My current code looks like this:
URL url = new URL("http://somesite.com");
connection = (HttpURLConnection) url.openConnection();
connection.connect();
Document doc = DocumentBuilderFactory.newInstance().newDocumentBuilder()
.parse(new InputSource(connection.getInputStream()));
XPathFactory xPathfactory = XPathFactory.newInstance();
XPath xpath = xPathfactory.newXPath();
XPathExpression expr = xpath.compile("//span[@class='a-class']");
String price = (String) expr.evaluate(doc, XPathConstants.STRING);
The problem is, that the page is broken or XPath has some Problems with it to read:
[Fatal Error] :4:254: The entity name must immediately follow the '&' in the entity reference.

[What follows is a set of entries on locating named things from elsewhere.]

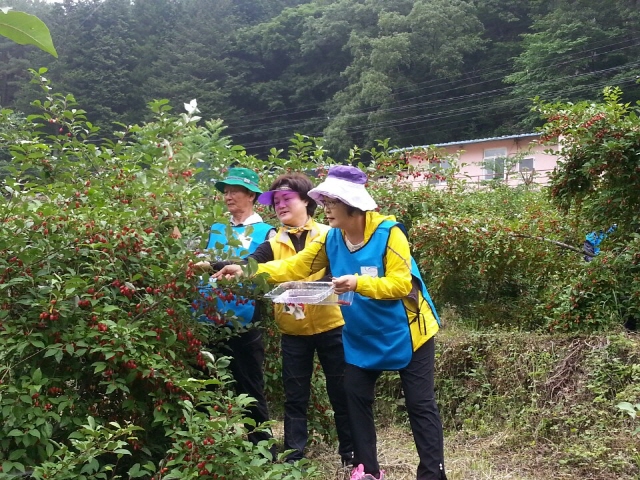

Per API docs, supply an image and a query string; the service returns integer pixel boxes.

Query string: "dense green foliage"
[0,0,640,160]
[0,71,324,479]
[0,62,640,479]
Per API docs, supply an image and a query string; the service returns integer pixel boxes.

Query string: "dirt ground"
[296,427,584,480]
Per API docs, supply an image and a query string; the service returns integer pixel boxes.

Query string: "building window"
[482,147,507,180]
[518,158,533,173]
[429,160,451,185]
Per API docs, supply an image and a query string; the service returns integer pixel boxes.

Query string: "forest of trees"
[0,0,640,159]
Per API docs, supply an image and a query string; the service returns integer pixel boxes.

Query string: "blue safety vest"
[325,220,439,370]
[194,222,273,325]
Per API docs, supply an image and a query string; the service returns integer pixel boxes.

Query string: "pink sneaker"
[351,464,384,480]
[351,464,364,480]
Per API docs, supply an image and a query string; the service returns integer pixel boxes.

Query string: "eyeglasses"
[322,198,342,208]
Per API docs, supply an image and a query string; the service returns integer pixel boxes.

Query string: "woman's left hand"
[331,275,358,295]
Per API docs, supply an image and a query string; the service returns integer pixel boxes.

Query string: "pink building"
[400,133,557,188]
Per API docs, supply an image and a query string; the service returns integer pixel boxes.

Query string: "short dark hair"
[269,173,318,217]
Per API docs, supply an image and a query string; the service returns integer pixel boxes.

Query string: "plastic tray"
[265,282,353,306]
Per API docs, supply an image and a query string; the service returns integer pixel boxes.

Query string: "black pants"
[226,328,271,444]
[281,327,353,460]
[345,338,446,480]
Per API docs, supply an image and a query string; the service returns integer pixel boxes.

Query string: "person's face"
[273,190,309,227]
[224,185,255,215]
[322,197,353,228]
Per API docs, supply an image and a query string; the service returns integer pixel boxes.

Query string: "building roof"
[392,133,540,152]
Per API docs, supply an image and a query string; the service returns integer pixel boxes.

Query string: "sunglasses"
[322,198,342,208]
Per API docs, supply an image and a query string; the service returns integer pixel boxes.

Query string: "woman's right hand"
[211,265,242,280]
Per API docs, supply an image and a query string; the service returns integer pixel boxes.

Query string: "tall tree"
[505,0,640,124]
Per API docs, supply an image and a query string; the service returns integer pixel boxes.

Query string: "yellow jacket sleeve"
[356,227,411,300]
[258,232,329,283]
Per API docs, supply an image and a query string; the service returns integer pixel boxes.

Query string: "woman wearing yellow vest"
[250,173,353,465]
[214,165,447,480]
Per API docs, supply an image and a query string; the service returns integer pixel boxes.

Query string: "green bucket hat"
[215,168,262,193]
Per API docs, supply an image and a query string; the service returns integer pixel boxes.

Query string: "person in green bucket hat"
[194,167,276,454]
[215,167,262,194]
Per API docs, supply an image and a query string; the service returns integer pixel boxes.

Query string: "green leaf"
[9,449,27,460]
[0,10,58,58]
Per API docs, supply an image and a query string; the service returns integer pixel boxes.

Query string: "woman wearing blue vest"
[217,166,446,480]
[195,168,275,443]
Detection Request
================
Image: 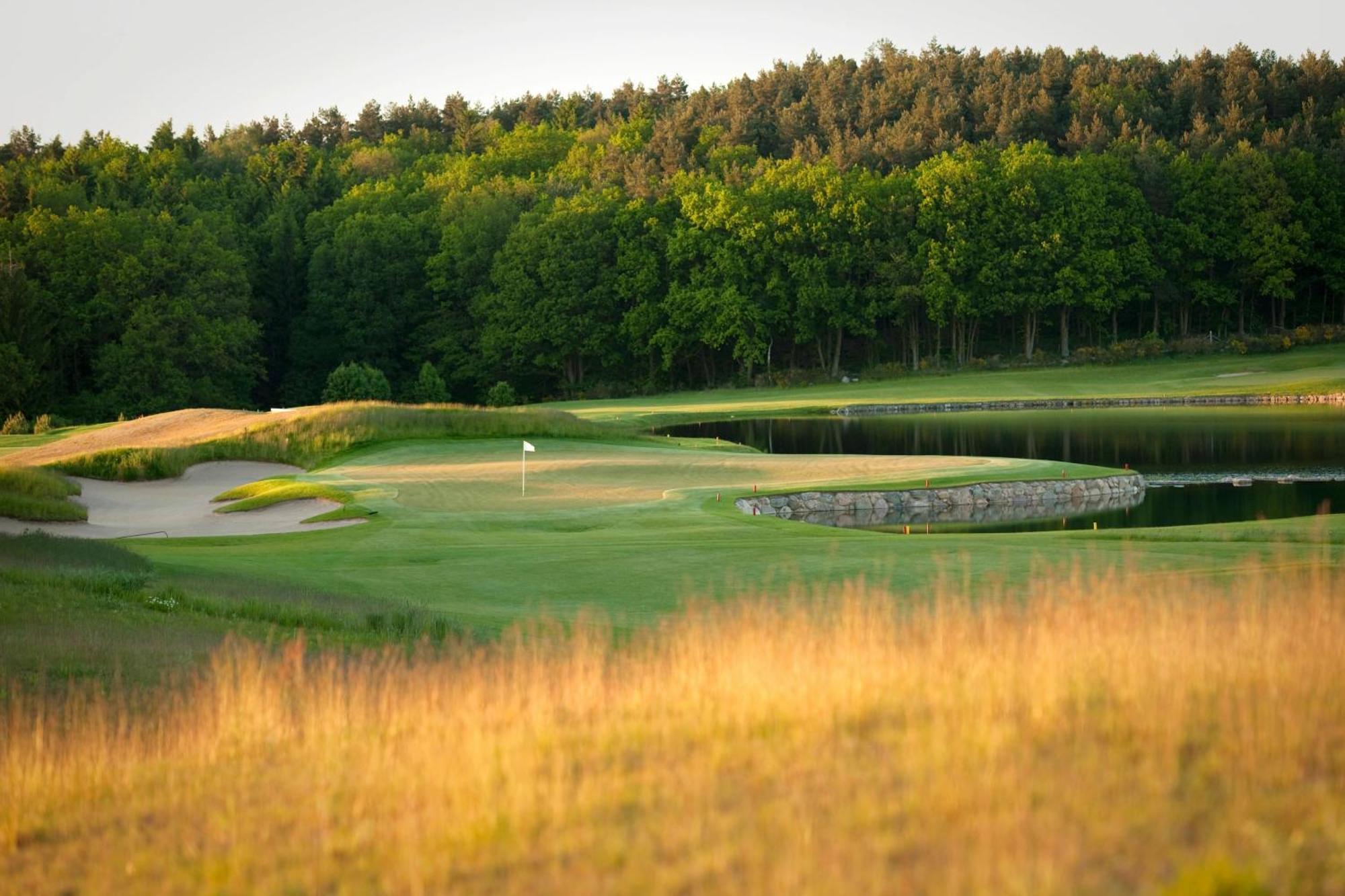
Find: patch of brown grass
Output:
[0,569,1345,893]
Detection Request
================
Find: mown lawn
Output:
[547,345,1345,426]
[134,438,1345,631]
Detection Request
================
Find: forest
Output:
[0,43,1345,421]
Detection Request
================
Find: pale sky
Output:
[0,0,1345,144]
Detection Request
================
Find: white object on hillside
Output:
[523,438,537,498]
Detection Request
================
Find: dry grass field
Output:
[0,567,1345,893]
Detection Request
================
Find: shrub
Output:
[410,360,448,405]
[0,410,28,436]
[323,360,393,403]
[486,379,518,407]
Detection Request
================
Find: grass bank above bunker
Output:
[128,438,1345,631]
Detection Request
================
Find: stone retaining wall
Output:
[734,474,1145,526]
[831,391,1345,417]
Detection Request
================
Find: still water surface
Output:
[667,406,1345,532]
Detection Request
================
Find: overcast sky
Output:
[0,0,1345,144]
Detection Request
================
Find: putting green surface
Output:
[549,344,1345,425]
[134,438,1345,630]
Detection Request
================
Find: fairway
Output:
[547,345,1345,425]
[134,438,1345,631]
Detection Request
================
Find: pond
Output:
[667,406,1345,532]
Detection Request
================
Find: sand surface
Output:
[0,460,363,538]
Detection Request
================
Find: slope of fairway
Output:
[8,407,304,464]
[134,438,1345,630]
[0,460,363,538]
[549,345,1345,425]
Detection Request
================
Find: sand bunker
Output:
[0,460,363,538]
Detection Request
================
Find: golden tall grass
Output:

org.xml.sax.SAXParseException; lineNumber: 4; columnNumber: 254; The entity name must immediately follow the '&' in the entity reference.
at com.sun.org.apache.xerces.internal.parsers.DOMParser.parse(DOMParser.java:251)
at com.sun.org.apache.xerces.internal.jaxp.DocumentBuilderImpl.parse(DocumentBuilderImpl.java:300)
Is there any tool that can read html sites better? Or should I just use a Regex on the page?